Consultant-delivered care, it is worth reminding ourselves, is associated with better clinical outcomes for patients, increased patient safety and more efficient use of healthcare resources. However, we strongly contend that this present issue is just part of a wider problem, one which has culminated in the Irish public health service not being the employer of choice for medical personnel, and the profoundly concerning circumstance in which consultant posts are advertised but not filled. This was the case with 22 of 84 closed consultant recruitment campaigns in 2016.

Why has this come about? It is important to go back to basics. The current consultant contract, to which I have already alluded, contains a series of pay promises that were not honoured and that are now the subject of costly litigation. No other group of public servants who had signed contracts in good faith would ever be treated in this fashion. Furthermore, consultant salaries were unilaterally and unfairly reduced by 30% in 2012. Again, no other group of public servants was singled out and treated in this fashion. While the work of the IMO has ameliorated much of the effects of this cut, the price that we had to pay was a longer pay scale with lower starting and finishing points and very significant reduction in pensions for consultants appointed since 2012. Less well remembered from that time were attempts by the then Minister for Health to introduce a consultant level 1 role that would sit below the existing consultant cohort. This strain of thinking, viewing consultants not as a valuable resource but as an obstacle to be overcome, continues to influence and infect policy-making today. The health service, however, suffered dreadful reputational damage. Why would highly trained specialists who operate in a global market work in a system that could dismiss their contractual entitlements in such an offhand fashion? It is for this very reason that 450 consultant posts, posts for which there once would have been fierce competition, now lie vacant or are filled on a temporary basis only. When taken in the context of our comparative shortage of doctors, we have 2.9 practising physicians per 100,000 population, compared to an EU average of 3.4 per 100,000 population. This should be profoundly troubling for any party interested in health service delivery.
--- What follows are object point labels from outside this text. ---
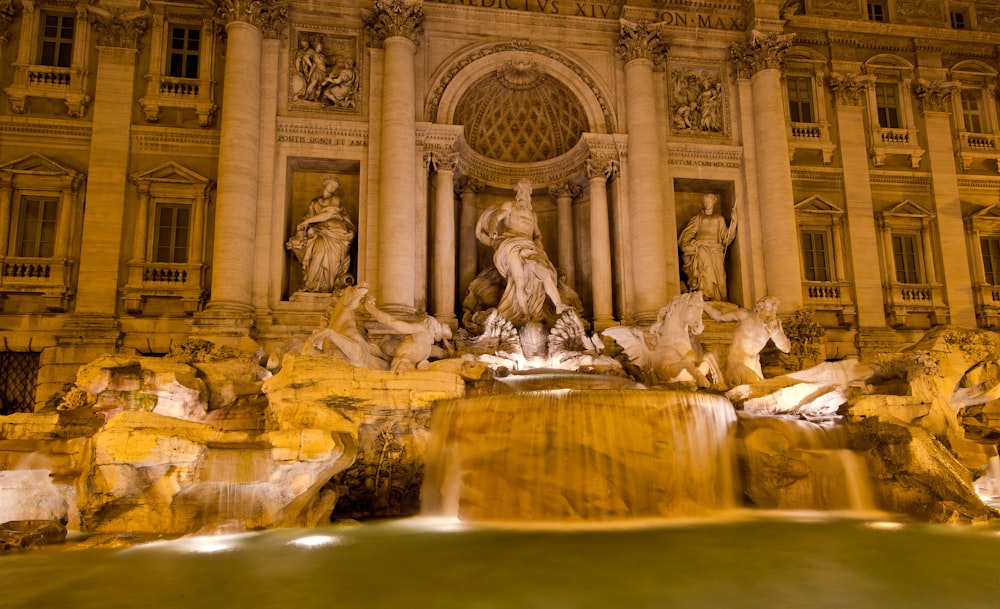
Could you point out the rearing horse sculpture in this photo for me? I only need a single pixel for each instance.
(667, 353)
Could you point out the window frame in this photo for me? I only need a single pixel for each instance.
(169, 185)
(34, 176)
(892, 71)
(166, 91)
(31, 78)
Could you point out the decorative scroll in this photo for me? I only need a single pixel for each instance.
(325, 72)
(849, 89)
(761, 51)
(934, 96)
(393, 18)
(117, 28)
(640, 40)
(267, 15)
(597, 167)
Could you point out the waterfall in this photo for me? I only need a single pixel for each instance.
(580, 455)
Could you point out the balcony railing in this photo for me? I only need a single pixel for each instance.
(811, 136)
(977, 146)
(901, 299)
(48, 277)
(68, 84)
(164, 280)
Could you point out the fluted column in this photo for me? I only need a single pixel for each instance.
(443, 249)
(468, 189)
(101, 239)
(564, 194)
(936, 104)
(652, 257)
(395, 25)
(760, 58)
(849, 92)
(599, 171)
(239, 148)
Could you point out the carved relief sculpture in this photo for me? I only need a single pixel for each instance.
(324, 72)
(667, 353)
(511, 229)
(703, 244)
(753, 330)
(322, 241)
(697, 102)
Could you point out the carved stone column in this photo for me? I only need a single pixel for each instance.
(468, 247)
(936, 104)
(850, 92)
(246, 22)
(760, 59)
(394, 25)
(118, 36)
(564, 194)
(6, 19)
(443, 251)
(654, 260)
(599, 171)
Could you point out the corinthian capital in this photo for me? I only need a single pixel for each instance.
(117, 28)
(934, 96)
(6, 18)
(268, 16)
(849, 89)
(394, 18)
(761, 51)
(640, 40)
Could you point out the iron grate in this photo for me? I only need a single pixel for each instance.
(18, 375)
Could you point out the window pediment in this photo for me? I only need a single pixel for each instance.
(818, 205)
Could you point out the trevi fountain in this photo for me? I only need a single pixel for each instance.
(712, 458)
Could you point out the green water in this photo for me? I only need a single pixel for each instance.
(766, 563)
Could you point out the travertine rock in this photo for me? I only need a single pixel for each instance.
(30, 534)
(915, 474)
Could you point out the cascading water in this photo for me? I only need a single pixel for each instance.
(799, 465)
(580, 455)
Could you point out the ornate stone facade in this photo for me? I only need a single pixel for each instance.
(855, 159)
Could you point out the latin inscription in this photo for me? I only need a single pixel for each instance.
(325, 141)
(577, 8)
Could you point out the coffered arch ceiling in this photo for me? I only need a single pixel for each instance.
(520, 114)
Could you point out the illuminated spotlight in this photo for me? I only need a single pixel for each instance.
(885, 525)
(314, 541)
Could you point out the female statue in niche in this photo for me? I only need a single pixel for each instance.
(322, 241)
(703, 244)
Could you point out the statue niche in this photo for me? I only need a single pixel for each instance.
(522, 285)
(322, 241)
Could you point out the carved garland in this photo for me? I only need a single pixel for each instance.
(640, 41)
(116, 28)
(761, 51)
(849, 89)
(267, 15)
(517, 45)
(393, 18)
(934, 96)
(6, 19)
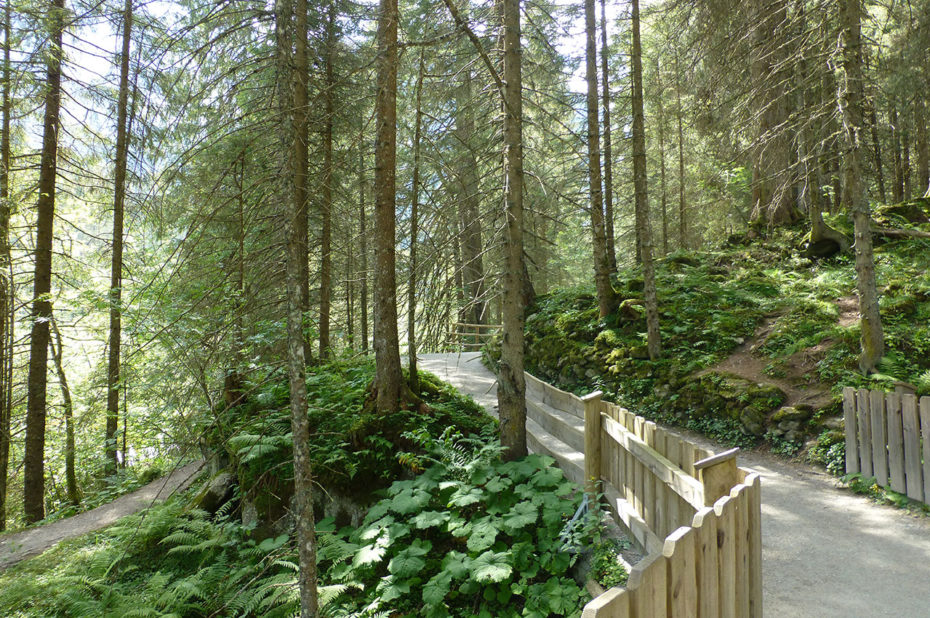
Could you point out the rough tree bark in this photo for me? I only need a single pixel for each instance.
(511, 391)
(469, 214)
(641, 197)
(116, 265)
(34, 459)
(6, 283)
(57, 349)
(849, 98)
(923, 147)
(363, 239)
(897, 189)
(389, 381)
(294, 67)
(679, 112)
(326, 191)
(771, 184)
(606, 297)
(608, 146)
(412, 377)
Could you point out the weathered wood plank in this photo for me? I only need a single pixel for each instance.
(686, 486)
(865, 431)
(705, 545)
(648, 585)
(925, 446)
(879, 437)
(754, 481)
(851, 429)
(895, 440)
(910, 426)
(615, 603)
(682, 590)
(725, 509)
(628, 518)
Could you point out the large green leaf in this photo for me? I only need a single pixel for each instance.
(491, 567)
(436, 589)
(408, 562)
(483, 534)
(431, 519)
(521, 515)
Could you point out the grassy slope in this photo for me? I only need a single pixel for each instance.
(715, 302)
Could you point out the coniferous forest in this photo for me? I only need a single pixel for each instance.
(232, 231)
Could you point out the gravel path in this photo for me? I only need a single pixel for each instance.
(32, 542)
(825, 551)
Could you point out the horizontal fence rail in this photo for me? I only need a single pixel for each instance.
(888, 438)
(471, 337)
(696, 514)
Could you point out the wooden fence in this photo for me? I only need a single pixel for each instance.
(696, 515)
(471, 337)
(888, 437)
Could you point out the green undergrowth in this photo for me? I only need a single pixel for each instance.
(711, 302)
(169, 561)
(471, 536)
(353, 449)
(867, 486)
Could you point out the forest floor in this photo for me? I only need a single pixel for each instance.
(18, 546)
(825, 551)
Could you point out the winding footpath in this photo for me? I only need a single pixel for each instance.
(18, 546)
(825, 551)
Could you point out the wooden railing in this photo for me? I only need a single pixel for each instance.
(888, 438)
(470, 337)
(696, 515)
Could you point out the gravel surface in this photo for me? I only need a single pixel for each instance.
(825, 551)
(32, 542)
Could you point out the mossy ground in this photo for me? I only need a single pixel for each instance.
(711, 303)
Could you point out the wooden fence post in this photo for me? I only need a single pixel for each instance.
(592, 440)
(718, 475)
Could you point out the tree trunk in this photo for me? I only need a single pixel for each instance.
(641, 197)
(877, 152)
(608, 147)
(74, 495)
(663, 187)
(906, 162)
(362, 240)
(606, 297)
(326, 191)
(679, 112)
(511, 392)
(6, 281)
(412, 378)
(772, 196)
(850, 103)
(116, 265)
(34, 459)
(897, 190)
(923, 148)
(295, 106)
(388, 376)
(469, 212)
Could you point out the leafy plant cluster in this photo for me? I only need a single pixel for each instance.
(470, 536)
(830, 452)
(169, 561)
(710, 302)
(606, 569)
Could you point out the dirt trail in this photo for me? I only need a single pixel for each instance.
(825, 551)
(799, 382)
(17, 547)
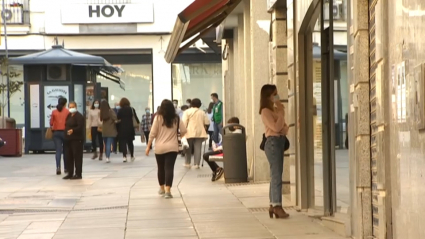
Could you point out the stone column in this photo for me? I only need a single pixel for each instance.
(280, 74)
(259, 77)
(359, 122)
(249, 108)
(161, 75)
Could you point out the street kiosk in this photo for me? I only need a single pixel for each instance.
(56, 73)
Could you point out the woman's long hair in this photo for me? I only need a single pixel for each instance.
(168, 113)
(124, 102)
(92, 105)
(210, 107)
(61, 104)
(104, 110)
(266, 92)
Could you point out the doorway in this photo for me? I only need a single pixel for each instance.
(319, 115)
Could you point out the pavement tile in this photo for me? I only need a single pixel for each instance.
(37, 236)
(200, 208)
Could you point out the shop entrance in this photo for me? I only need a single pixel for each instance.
(322, 158)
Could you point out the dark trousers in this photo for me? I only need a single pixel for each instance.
(213, 165)
(96, 140)
(123, 147)
(211, 134)
(147, 133)
(74, 156)
(166, 164)
(59, 139)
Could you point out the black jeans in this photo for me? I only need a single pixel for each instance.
(166, 164)
(211, 134)
(115, 146)
(96, 140)
(147, 133)
(123, 147)
(74, 156)
(213, 165)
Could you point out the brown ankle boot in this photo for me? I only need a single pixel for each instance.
(271, 211)
(278, 212)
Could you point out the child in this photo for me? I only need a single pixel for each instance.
(218, 149)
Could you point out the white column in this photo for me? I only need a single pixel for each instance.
(161, 74)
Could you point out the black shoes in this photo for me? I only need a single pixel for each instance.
(75, 177)
(219, 174)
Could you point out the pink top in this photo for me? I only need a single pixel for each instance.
(57, 119)
(165, 138)
(274, 121)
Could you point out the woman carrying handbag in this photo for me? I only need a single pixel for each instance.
(272, 114)
(195, 121)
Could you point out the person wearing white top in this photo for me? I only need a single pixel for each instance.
(195, 121)
(96, 135)
(211, 126)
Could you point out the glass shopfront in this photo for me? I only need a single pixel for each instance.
(197, 80)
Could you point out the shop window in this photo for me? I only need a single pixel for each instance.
(197, 81)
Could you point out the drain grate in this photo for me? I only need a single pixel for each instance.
(266, 209)
(16, 211)
(245, 184)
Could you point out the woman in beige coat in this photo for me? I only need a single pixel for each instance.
(109, 128)
(195, 121)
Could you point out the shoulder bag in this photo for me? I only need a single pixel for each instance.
(135, 123)
(285, 148)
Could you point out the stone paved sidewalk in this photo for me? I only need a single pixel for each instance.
(120, 200)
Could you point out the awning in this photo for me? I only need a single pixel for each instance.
(197, 20)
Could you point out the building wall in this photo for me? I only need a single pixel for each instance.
(404, 31)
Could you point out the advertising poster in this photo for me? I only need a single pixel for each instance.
(51, 96)
(89, 102)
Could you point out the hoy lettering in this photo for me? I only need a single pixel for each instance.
(106, 10)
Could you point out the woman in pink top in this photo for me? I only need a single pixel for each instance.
(57, 123)
(164, 131)
(273, 116)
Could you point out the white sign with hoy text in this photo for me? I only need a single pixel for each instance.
(107, 13)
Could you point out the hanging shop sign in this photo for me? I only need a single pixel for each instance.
(107, 13)
(270, 4)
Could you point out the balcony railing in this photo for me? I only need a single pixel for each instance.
(16, 12)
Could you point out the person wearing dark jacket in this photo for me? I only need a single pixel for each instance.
(74, 141)
(126, 129)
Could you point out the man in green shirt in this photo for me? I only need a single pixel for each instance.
(217, 117)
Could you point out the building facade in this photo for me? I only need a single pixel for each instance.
(131, 34)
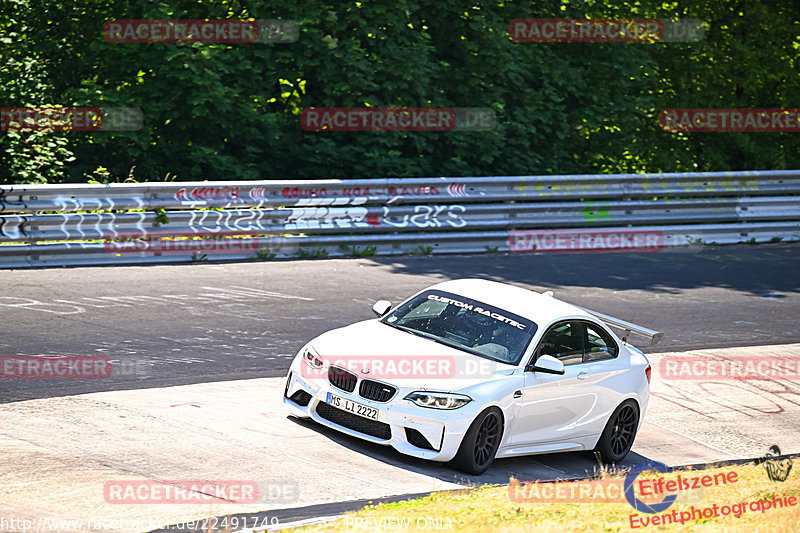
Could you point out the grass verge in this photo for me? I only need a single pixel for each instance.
(532, 507)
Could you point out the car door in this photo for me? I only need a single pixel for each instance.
(562, 407)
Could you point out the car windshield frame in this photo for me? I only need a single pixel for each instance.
(500, 316)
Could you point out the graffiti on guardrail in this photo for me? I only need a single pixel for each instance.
(429, 216)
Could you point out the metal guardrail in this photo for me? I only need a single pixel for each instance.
(86, 224)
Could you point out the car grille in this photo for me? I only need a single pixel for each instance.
(373, 428)
(342, 379)
(376, 391)
(415, 438)
(301, 398)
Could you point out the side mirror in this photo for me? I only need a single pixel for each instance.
(547, 364)
(381, 307)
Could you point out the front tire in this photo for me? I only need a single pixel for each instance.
(480, 443)
(620, 431)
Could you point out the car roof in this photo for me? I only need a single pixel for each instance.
(535, 306)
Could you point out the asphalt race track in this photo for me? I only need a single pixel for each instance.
(199, 353)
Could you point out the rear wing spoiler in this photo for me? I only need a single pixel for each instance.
(628, 327)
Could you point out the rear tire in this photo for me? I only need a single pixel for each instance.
(480, 443)
(620, 431)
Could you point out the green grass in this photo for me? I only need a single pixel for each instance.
(490, 508)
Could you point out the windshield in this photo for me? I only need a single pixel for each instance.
(465, 324)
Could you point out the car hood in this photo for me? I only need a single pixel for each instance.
(403, 359)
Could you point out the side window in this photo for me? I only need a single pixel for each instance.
(599, 344)
(564, 342)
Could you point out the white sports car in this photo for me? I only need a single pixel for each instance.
(469, 370)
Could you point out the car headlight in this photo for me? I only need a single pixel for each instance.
(312, 359)
(438, 400)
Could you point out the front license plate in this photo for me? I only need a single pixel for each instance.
(352, 407)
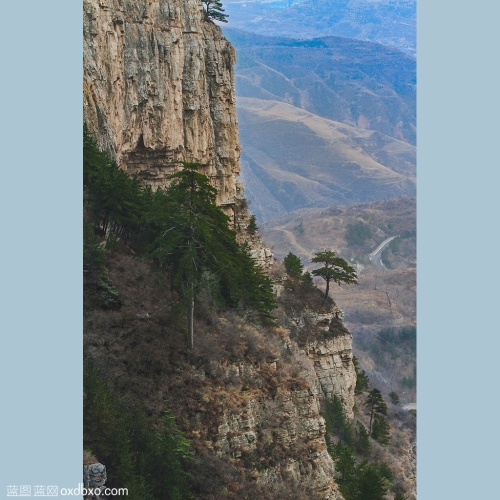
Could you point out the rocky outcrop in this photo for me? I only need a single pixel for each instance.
(158, 89)
(94, 478)
(265, 428)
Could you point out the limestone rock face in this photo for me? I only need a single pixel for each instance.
(94, 477)
(158, 89)
(290, 421)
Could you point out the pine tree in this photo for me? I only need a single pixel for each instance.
(293, 265)
(214, 10)
(252, 225)
(307, 280)
(335, 269)
(381, 429)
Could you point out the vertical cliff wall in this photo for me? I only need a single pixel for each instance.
(158, 90)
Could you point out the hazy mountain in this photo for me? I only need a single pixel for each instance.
(385, 296)
(388, 22)
(292, 158)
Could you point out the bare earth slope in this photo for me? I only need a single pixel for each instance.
(385, 296)
(293, 158)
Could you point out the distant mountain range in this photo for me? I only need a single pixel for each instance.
(323, 122)
(388, 22)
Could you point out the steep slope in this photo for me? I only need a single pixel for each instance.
(158, 90)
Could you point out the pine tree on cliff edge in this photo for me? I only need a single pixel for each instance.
(213, 10)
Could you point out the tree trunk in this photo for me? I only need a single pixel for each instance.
(191, 323)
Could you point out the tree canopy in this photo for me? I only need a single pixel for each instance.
(179, 228)
(334, 269)
(213, 10)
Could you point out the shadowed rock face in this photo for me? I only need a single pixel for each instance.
(158, 90)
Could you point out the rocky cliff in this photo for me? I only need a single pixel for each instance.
(158, 90)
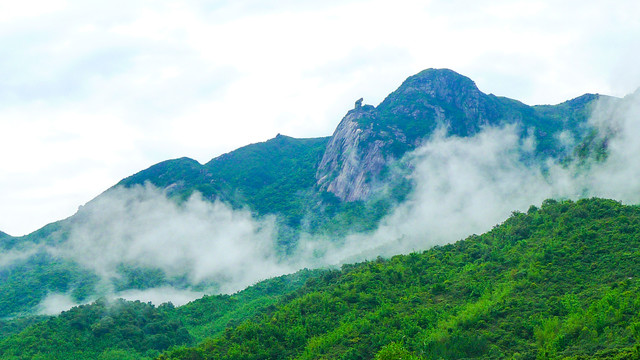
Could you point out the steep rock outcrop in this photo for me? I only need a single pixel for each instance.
(370, 139)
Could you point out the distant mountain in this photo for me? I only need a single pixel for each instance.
(328, 186)
(369, 139)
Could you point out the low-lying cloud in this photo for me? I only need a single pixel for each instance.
(140, 226)
(462, 186)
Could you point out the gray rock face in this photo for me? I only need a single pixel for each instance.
(370, 139)
(352, 156)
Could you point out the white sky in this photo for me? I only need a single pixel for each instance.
(94, 91)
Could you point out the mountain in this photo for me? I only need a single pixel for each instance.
(319, 188)
(555, 282)
(370, 139)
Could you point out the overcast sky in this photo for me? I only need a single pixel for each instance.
(94, 91)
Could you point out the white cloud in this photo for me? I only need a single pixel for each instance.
(197, 79)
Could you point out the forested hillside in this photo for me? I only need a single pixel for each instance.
(560, 281)
(556, 282)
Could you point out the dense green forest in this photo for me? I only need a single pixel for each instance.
(560, 281)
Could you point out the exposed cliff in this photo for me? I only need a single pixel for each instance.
(370, 139)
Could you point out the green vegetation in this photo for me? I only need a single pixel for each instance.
(122, 330)
(25, 283)
(135, 330)
(557, 282)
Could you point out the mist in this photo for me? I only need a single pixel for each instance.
(463, 186)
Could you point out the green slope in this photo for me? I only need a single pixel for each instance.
(135, 330)
(272, 177)
(557, 282)
(278, 177)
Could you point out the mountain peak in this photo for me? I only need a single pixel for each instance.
(439, 84)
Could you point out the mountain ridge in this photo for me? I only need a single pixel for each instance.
(327, 187)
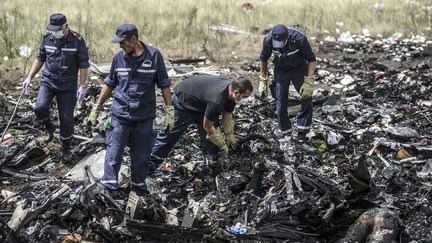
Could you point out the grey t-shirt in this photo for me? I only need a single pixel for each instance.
(205, 93)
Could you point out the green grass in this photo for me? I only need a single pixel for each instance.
(181, 28)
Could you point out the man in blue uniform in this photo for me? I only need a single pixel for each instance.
(201, 100)
(135, 70)
(293, 62)
(64, 52)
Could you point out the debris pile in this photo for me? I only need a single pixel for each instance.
(363, 174)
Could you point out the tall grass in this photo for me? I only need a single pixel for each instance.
(181, 28)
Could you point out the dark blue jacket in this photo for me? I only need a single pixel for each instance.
(293, 56)
(63, 58)
(134, 81)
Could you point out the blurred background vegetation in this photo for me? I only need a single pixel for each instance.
(185, 28)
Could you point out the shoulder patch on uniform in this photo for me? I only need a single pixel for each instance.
(76, 35)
In a recent IMO survey, over one quarter of consultants indicated that they were considering taking up a post abroad in the foreseeable future, while over 70% believe that their remuneration, training supports and access to colleagues would be improved by moving abroad. In summary, we have a public health system which struggles to recruit doctors into consultant posts and which struggles increasingly to retain those doctors once appointed.

This is the backdrop against which non-specialists are appointed to specialist posts. Long hours, poor access to supports and inability to deliver the type of care for which consultants have trained have served to turn a generation of talented medics off the idea of working in the Irish public health service. We cannot afford to alienate these doctors. This is because there are approximately 2,700 consultants in the public system, when the Report of the National Task Force on Medical Staffing recommended a figure of 4,400. However, patients must be seen, and the service requires that consultant appointments be made.

It must never be the responsibility of the patient to determine whether their specialist is in fact a specialist; that is the responsibility of the employer. Patients must have confidence that their consultant is a specialist and that the care they receive is of the appropriate standard.

I will finish with a quote from the consultant survey that the Irish Medical Organisation, IMO, conducted last year. We gave respondents the opportunity to provide us with a comment. Many of those comments were eye-opening, but the one that struck me most was provided by a recently appointed consultant, who wrote:

I would resign now, except that I have to pay a mortgage and provide for my family. I’m sorry I came back.

The blocks to specialist recruitment to consultant posts must be addressed as a matter of urgency.